Roberta Bruzzone ha ripercorso a ritroso quanto accaduto quel 20 luglio 2022, quando Pifferi era tornata a casa dopo aver lasciato sua figlia per giorni da sola nella culla: “La prima cosa che fa è aprire le finestre. Lava la bambina, la sistema, e poi chiama la vicina di casa e comincia la messinscena. Con una capacità manipolatoria assolutamente di buon livello, mente dicendo ‘io l’ho lasciata con la babysitter’”. A quel punto vengono allertati i soccorsi: “Arriva il 118, e tutti quelli che hanno a che fare con lei in quel momento ricevono delle informazioni manipolatorie”, spiega la criminologa.
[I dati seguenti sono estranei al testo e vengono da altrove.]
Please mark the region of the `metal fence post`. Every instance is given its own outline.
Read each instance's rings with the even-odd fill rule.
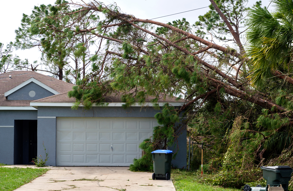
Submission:
[[[189,151],[188,152],[188,170],[190,166],[190,137],[189,137]]]

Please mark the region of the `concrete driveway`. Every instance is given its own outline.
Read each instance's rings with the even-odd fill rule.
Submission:
[[[24,165],[5,167],[26,168]],[[171,180],[153,180],[152,173],[134,172],[128,167],[52,167],[46,173],[15,190],[176,191]],[[172,177],[171,177],[172,178]],[[151,180],[150,180],[151,179]]]

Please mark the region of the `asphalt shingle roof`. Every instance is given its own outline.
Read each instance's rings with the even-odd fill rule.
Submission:
[[[11,75],[11,79],[9,79]],[[0,106],[30,106],[30,100],[8,100],[5,92],[33,78],[61,93],[67,93],[74,84],[32,71],[13,71],[0,74]]]
[[[9,76],[11,75],[11,79]],[[4,97],[5,92],[15,88],[22,83],[33,77],[51,88],[60,93],[36,100],[9,100]],[[69,98],[67,95],[68,91],[72,89],[75,85],[46,76],[35,72],[31,71],[14,71],[0,74],[0,106],[30,106],[30,103],[46,102],[57,103],[72,103],[75,102],[75,98]],[[106,102],[109,103],[121,102],[121,97],[123,93],[118,94],[113,93],[105,98]],[[154,97],[149,96],[145,100],[150,102]],[[166,99],[161,96],[159,102],[183,102],[185,100],[180,99],[176,100],[175,97],[166,96]]]

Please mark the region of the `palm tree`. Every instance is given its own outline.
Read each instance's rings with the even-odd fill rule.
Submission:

A tutto ciò sembra importante aggiungere che Alessia Pifferi, manifesta una sorta di dipendenza affettiva, un ricercare accudimento. È stata una donna che si è prostituita pur di affittare una limousine per fare una sorpresa allo pseudo compagno.
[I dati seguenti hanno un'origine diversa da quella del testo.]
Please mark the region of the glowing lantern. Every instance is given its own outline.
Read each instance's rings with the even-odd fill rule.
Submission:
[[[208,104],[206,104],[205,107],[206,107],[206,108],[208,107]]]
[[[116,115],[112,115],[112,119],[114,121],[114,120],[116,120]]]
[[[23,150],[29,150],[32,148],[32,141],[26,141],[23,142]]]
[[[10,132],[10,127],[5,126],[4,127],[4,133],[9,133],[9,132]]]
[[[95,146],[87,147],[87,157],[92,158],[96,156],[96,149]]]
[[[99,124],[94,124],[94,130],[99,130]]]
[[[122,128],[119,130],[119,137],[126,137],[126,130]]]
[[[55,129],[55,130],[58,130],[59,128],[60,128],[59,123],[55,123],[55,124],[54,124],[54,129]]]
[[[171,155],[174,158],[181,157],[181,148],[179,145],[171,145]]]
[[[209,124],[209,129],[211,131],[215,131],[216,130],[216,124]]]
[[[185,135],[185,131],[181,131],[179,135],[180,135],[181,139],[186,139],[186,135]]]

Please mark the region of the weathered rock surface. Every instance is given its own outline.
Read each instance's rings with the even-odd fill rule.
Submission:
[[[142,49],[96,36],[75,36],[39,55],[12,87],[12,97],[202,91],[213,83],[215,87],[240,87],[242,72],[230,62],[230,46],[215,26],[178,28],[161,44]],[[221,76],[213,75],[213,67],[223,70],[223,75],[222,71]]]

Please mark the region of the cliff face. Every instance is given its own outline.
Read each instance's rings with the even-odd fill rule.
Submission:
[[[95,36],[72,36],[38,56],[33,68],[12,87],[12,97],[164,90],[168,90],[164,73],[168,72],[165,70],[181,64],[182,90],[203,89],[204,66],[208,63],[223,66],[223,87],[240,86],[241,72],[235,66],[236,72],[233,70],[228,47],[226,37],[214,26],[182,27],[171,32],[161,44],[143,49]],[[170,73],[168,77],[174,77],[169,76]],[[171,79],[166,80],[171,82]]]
Durante il processo sembra dal non verbale che la Pifferi possa presentare una condizione denominata alessitimia. Nel campo della psicologia, l’alessitimia rappresenta una condizione emotiva caratterizzata dalla difficoltà di riconoscere, esprimere e descrivere le proprie emozioni, che coinvolge sia la sfera emotiva che cognitiva e può avere importanti implicazioni nella vita quotidiana di chi ne è affetto.
Tale condizione potrebbe anche essere correlata a comportamenti antisociali e violenti, infatti, svariati studi hanno evidenziato che individui affetti da alessitimia tendono ad avere una minore capacità di empatia e una maggiore propensione a reagire in modo impulsivo e aggressivo. Tuttavia, è importante sottolineare che l’alessitimia non può essere considerata come una causa diretta di crimini violenti, ma piuttosto come un fattore che potrebbe contribuire alla predisposizione verso tali comportamenti. La comprensione di questa relazione può fornire importanti informazioni per la prevenzione e la gestione dei comportamenti criminali.
Nel caso specifico preso in analisi, dalla perizia psichiatrica svolta sulla Pifferi si legge: “ha vissuto il proprio contesto familiare e sociale di appartenenza come affettivamente deprivante”, e tale condizione l’avrebbe portata ad avere “una visione del mondo e uno stile di vita caratterizzati da un’immagine di sé come ragazza e poi donna dipendente dagli altri (e in particolare dagli uomini) per condurre la propria esistenza”.
Questa, secondo il perito, è la ragione per cui ha quindi sviluppato un funzionamento di personalità che sarebbe caratterizzato da alessitimia.
Nella perizia, è stato poi spiegato come la Pifferi, al momento del fatto, “ha tutelato i suoi desideri di donna rispetto ai doveri di accudimento materno verso la piccola Diana e ha anche adottato ‘un’intelligenza di condotta’ viste le motivazioni diverse delle proprie scelte date a persone diverse che richiedevano rassicurazioni sulla collocazione della bambina”.
Alla luce di queste affermazioni, il perito ha spiegato che l’imputata, nonostante presenti una condizione psicologica caratterizzata da alessitimia, è capace di partecipare “coscientemente al processo” e che, al momento dei fatti, fosse capace di intendere e di volere.